Die Maryland Motor Vehicle Administration war, wie die meisten Behörden, ungeheuer ineffizient. Außer wenn man endlich mal eine Verschnaufpause brauchte. Dann war der verdammte Laden plötzlich ein Vorbild in Sachen Geschwindigkeit und Produktivität. Am Mittwochmorgen sehnte sich Tess verzweifelt nach fünf Minuten für sich selbst, aber sie hatte nicht mal die Gelegenheit, ihren Beacon aus der gelben Plastikhülle zu holen, bevor ein fröhlicher Bediensteter ihr auch schon einen Haufen Unterlagen brachte, die Tyner beantragt hatte. Na egal, es gab kein Gesetz dagegen, sich hier auf diese leuchtend blaue Bank zu setzen, hundsmiserablen Kaffee zu trinken und sich die frustrierten Fahrer und Möchtegernfahrer anzuschauen. Die hatten es im Gegensatz zu ihr eilig und mussten deshalb warten. So war die Politik des MVA.

»Ich geb dir zehn Mäuse, wenn du eine Nummer hast, die niedriger ist als meine«, flüsterte ein gehetzter Geschäftsmann Tess zu. Sie kannte den Typen, jemand, der viel zu wichtig war, der alles erledigte, als wäre er der Innenminister, und deswegen drängelte er sich in der Reinigung vor oder schnitt einen an der Ampel, denn natürlich musste er gleich in die Air Force One steigen und an einem Gipfel im Mittleren Osten teilnehmen.

»Ich habe überhaupt keine Nummer«, sagte sie zufrieden und musste darüber lachen, wie er von ihr wegschoss. Ja, nur eine echte Irre würde im MVA abhängen wie im Freiheitspark, wie Tommy sagen würde. Aber Tess war den ganzen Morgen unterwegs gewesen, seit der Wecker nicht geläutet hatte, was sie dreißig Minuten gekostet hatte. Weitere dreißig Minuten hatte sie verloren, weil Esskay auf den Wohnzimmerteppich gekotzt hatte. Tyner hatte sie für ihre Schlamperei bestrafen wollen, also hatte er Tess gleich wieder mit einer Liste an Unterlagen losgeschickt, für die sie fünf Behörden in zwei Gerichtsbarkeitsbezirken besuchen musste. Jetzt war es beinahe elf, und zum ersten Mal hatte sie die Gelegenheit, von ihrem Kaffee zu trinken, statt ihn sich im Auto in den Schoß zu schütten. Außerdem war es die erste Gelegenheit, im Krankenhaus anzurufen und zu fragen, wie es Spike ging.

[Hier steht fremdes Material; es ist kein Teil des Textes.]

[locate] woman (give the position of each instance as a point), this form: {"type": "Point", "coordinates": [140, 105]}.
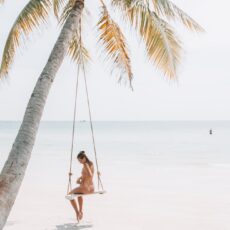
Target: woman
{"type": "Point", "coordinates": [85, 181]}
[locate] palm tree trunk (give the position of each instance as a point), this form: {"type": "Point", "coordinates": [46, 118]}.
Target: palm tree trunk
{"type": "Point", "coordinates": [14, 169]}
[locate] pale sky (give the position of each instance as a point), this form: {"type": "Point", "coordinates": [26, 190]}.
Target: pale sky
{"type": "Point", "coordinates": [202, 91]}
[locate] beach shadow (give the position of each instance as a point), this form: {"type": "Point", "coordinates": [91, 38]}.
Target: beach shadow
{"type": "Point", "coordinates": [72, 226]}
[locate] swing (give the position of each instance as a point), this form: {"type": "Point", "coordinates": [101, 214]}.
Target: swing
{"type": "Point", "coordinates": [100, 189]}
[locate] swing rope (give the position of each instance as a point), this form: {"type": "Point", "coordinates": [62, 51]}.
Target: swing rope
{"type": "Point", "coordinates": [90, 118]}
{"type": "Point", "coordinates": [69, 187]}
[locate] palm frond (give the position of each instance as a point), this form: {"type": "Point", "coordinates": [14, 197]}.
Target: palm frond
{"type": "Point", "coordinates": [162, 45]}
{"type": "Point", "coordinates": [57, 5]}
{"type": "Point", "coordinates": [171, 11]}
{"type": "Point", "coordinates": [77, 51]}
{"type": "Point", "coordinates": [114, 43]}
{"type": "Point", "coordinates": [31, 17]}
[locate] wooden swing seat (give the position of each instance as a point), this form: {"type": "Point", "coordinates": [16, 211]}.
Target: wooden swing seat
{"type": "Point", "coordinates": [75, 195]}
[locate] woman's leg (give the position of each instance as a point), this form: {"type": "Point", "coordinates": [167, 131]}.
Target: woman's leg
{"type": "Point", "coordinates": [80, 200]}
{"type": "Point", "coordinates": [74, 205]}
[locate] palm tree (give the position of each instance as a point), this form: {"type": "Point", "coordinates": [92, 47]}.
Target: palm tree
{"type": "Point", "coordinates": [150, 19]}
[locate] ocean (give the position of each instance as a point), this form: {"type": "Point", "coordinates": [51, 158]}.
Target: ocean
{"type": "Point", "coordinates": [168, 174]}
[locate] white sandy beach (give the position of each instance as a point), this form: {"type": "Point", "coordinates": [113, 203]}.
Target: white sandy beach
{"type": "Point", "coordinates": [170, 178]}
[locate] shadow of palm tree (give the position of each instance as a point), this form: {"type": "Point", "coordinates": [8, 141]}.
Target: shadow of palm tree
{"type": "Point", "coordinates": [71, 226]}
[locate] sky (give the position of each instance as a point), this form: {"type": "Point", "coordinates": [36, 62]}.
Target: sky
{"type": "Point", "coordinates": [202, 91]}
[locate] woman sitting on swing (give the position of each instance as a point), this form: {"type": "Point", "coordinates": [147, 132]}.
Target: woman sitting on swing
{"type": "Point", "coordinates": [85, 181]}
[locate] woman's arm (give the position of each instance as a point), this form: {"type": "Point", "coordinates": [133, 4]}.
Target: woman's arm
{"type": "Point", "coordinates": [88, 169]}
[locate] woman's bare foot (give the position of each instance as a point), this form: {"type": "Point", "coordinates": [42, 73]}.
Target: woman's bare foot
{"type": "Point", "coordinates": [80, 215]}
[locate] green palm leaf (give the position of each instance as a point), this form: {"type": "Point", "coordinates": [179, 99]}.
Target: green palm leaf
{"type": "Point", "coordinates": [33, 14]}
{"type": "Point", "coordinates": [162, 45]}
{"type": "Point", "coordinates": [114, 43]}
{"type": "Point", "coordinates": [171, 11]}
{"type": "Point", "coordinates": [77, 51]}
{"type": "Point", "coordinates": [57, 5]}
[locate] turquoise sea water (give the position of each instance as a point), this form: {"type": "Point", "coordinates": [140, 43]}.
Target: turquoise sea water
{"type": "Point", "coordinates": [173, 175]}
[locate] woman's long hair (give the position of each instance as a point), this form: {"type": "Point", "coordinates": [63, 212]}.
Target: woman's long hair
{"type": "Point", "coordinates": [82, 155]}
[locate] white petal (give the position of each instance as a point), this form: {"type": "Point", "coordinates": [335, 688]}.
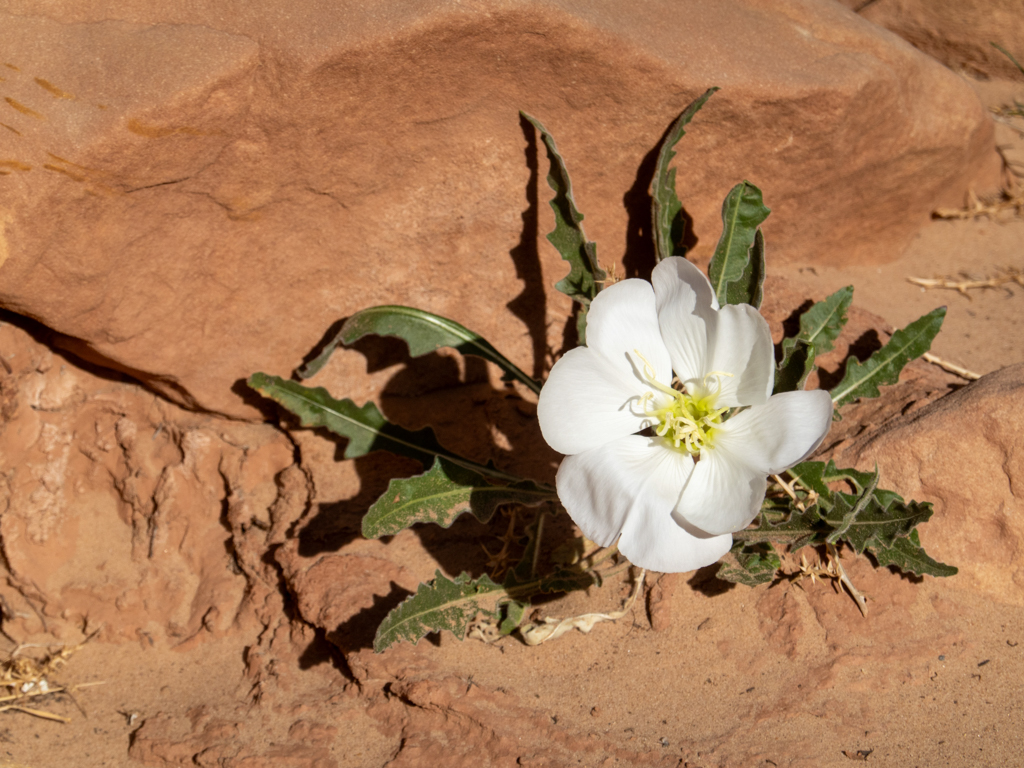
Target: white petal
{"type": "Point", "coordinates": [669, 544]}
{"type": "Point", "coordinates": [782, 432]}
{"type": "Point", "coordinates": [739, 343]}
{"type": "Point", "coordinates": [631, 478]}
{"type": "Point", "coordinates": [685, 304]}
{"type": "Point", "coordinates": [587, 401]}
{"type": "Point", "coordinates": [624, 318]}
{"type": "Point", "coordinates": [723, 494]}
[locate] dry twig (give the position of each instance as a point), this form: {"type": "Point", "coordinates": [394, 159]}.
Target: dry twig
{"type": "Point", "coordinates": [965, 283]}
{"type": "Point", "coordinates": [1010, 199]}
{"type": "Point", "coordinates": [27, 679]}
{"type": "Point", "coordinates": [833, 569]}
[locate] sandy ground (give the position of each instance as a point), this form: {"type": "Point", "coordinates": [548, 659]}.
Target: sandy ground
{"type": "Point", "coordinates": [790, 675]}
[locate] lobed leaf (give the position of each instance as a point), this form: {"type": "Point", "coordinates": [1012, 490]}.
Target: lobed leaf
{"type": "Point", "coordinates": [907, 555]}
{"type": "Point", "coordinates": [750, 564]}
{"type": "Point", "coordinates": [819, 327]}
{"type": "Point", "coordinates": [365, 427]}
{"type": "Point", "coordinates": [423, 332]}
{"type": "Point", "coordinates": [785, 525]}
{"type": "Point", "coordinates": [440, 495]}
{"type": "Point", "coordinates": [441, 604]}
{"type": "Point", "coordinates": [870, 519]}
{"type": "Point", "coordinates": [863, 379]}
{"type": "Point", "coordinates": [584, 280]}
{"type": "Point", "coordinates": [666, 209]}
{"type": "Point", "coordinates": [734, 272]}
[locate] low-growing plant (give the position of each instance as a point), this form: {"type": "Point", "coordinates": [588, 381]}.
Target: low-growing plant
{"type": "Point", "coordinates": [702, 417]}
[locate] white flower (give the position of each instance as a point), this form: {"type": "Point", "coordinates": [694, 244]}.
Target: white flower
{"type": "Point", "coordinates": [696, 472]}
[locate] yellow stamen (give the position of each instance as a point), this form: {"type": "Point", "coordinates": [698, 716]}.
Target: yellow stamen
{"type": "Point", "coordinates": [688, 422]}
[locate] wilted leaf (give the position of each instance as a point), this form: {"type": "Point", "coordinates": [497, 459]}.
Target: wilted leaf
{"type": "Point", "coordinates": [735, 275]}
{"type": "Point", "coordinates": [583, 282]}
{"type": "Point", "coordinates": [819, 327]}
{"type": "Point", "coordinates": [440, 495]}
{"type": "Point", "coordinates": [863, 379]}
{"type": "Point", "coordinates": [423, 332]}
{"type": "Point", "coordinates": [907, 555]}
{"type": "Point", "coordinates": [666, 208]}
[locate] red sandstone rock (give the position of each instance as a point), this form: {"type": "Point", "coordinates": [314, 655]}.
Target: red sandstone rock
{"type": "Point", "coordinates": [192, 194]}
{"type": "Point", "coordinates": [963, 452]}
{"type": "Point", "coordinates": [958, 33]}
{"type": "Point", "coordinates": [113, 508]}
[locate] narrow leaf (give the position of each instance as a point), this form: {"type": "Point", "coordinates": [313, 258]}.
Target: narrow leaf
{"type": "Point", "coordinates": [819, 327]}
{"type": "Point", "coordinates": [423, 332]}
{"type": "Point", "coordinates": [666, 208]}
{"type": "Point", "coordinates": [365, 427]}
{"type": "Point", "coordinates": [785, 525]}
{"type": "Point", "coordinates": [750, 288]}
{"type": "Point", "coordinates": [875, 524]}
{"type": "Point", "coordinates": [742, 213]}
{"type": "Point", "coordinates": [863, 379]}
{"type": "Point", "coordinates": [440, 495]}
{"type": "Point", "coordinates": [452, 604]}
{"type": "Point", "coordinates": [907, 555]}
{"type": "Point", "coordinates": [584, 280]}
{"type": "Point", "coordinates": [441, 604]}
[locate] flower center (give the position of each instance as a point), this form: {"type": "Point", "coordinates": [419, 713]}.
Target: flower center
{"type": "Point", "coordinates": [688, 420]}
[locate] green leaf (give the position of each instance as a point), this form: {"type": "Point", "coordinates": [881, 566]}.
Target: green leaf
{"type": "Point", "coordinates": [423, 333]}
{"type": "Point", "coordinates": [448, 604]}
{"type": "Point", "coordinates": [873, 525]}
{"type": "Point", "coordinates": [733, 261]}
{"type": "Point", "coordinates": [440, 495]}
{"type": "Point", "coordinates": [907, 555]}
{"type": "Point", "coordinates": [869, 519]}
{"type": "Point", "coordinates": [440, 604]}
{"type": "Point", "coordinates": [666, 208]}
{"type": "Point", "coordinates": [750, 564]}
{"type": "Point", "coordinates": [512, 615]}
{"type": "Point", "coordinates": [863, 379]}
{"type": "Point", "coordinates": [365, 427]}
{"type": "Point", "coordinates": [584, 280]}
{"type": "Point", "coordinates": [819, 327]}
{"type": "Point", "coordinates": [750, 288]}
{"type": "Point", "coordinates": [784, 524]}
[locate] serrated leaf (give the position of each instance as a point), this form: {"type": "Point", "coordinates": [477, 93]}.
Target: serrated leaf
{"type": "Point", "coordinates": [365, 427]}
{"type": "Point", "coordinates": [742, 213]}
{"type": "Point", "coordinates": [750, 564]}
{"type": "Point", "coordinates": [819, 327]}
{"type": "Point", "coordinates": [440, 495]}
{"type": "Point", "coordinates": [584, 280]}
{"type": "Point", "coordinates": [666, 208]}
{"type": "Point", "coordinates": [873, 524]}
{"type": "Point", "coordinates": [907, 555]}
{"type": "Point", "coordinates": [452, 604]}
{"type": "Point", "coordinates": [863, 379]}
{"type": "Point", "coordinates": [441, 604]}
{"type": "Point", "coordinates": [423, 332]}
{"type": "Point", "coordinates": [750, 288]}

»Immer noch stabil«, sagte eine fröhliche Krankenschwester, deren Onkel wahrscheinlich nicht im Koma lag.

»Immer noch stabil. Ist das nicht redundant?«, schnauzte Tess und knallte den Hörer wieder auf. Sie schüttete sich Kaffee in den Rachen, der heiß und kräftig genug war, ein ordentliches Brennen hinter dem Brustbein auszulösen, dann überflog sie die Titelseite. Nichts Interessantes über dem Bruch. Sie arbeitete sich zur unteren Hälfte der Seite, dem Teil, der normalerweise für Features und langweilige, aber aus irgendeinem Grunde notwendige Geschichten reserviert war. Feuchtgebiete, Abstimmungen, Sozialhilfereformen. »Pflichtficks«, wie einer ihrer ehemaligen Redakteure so schön gesagt hatte.

Aber Feeneys Autorenzeile zierte dieses spezielle Stück Text auf der Titelseite. Und außer der Headline war nichts Langweiliges daran.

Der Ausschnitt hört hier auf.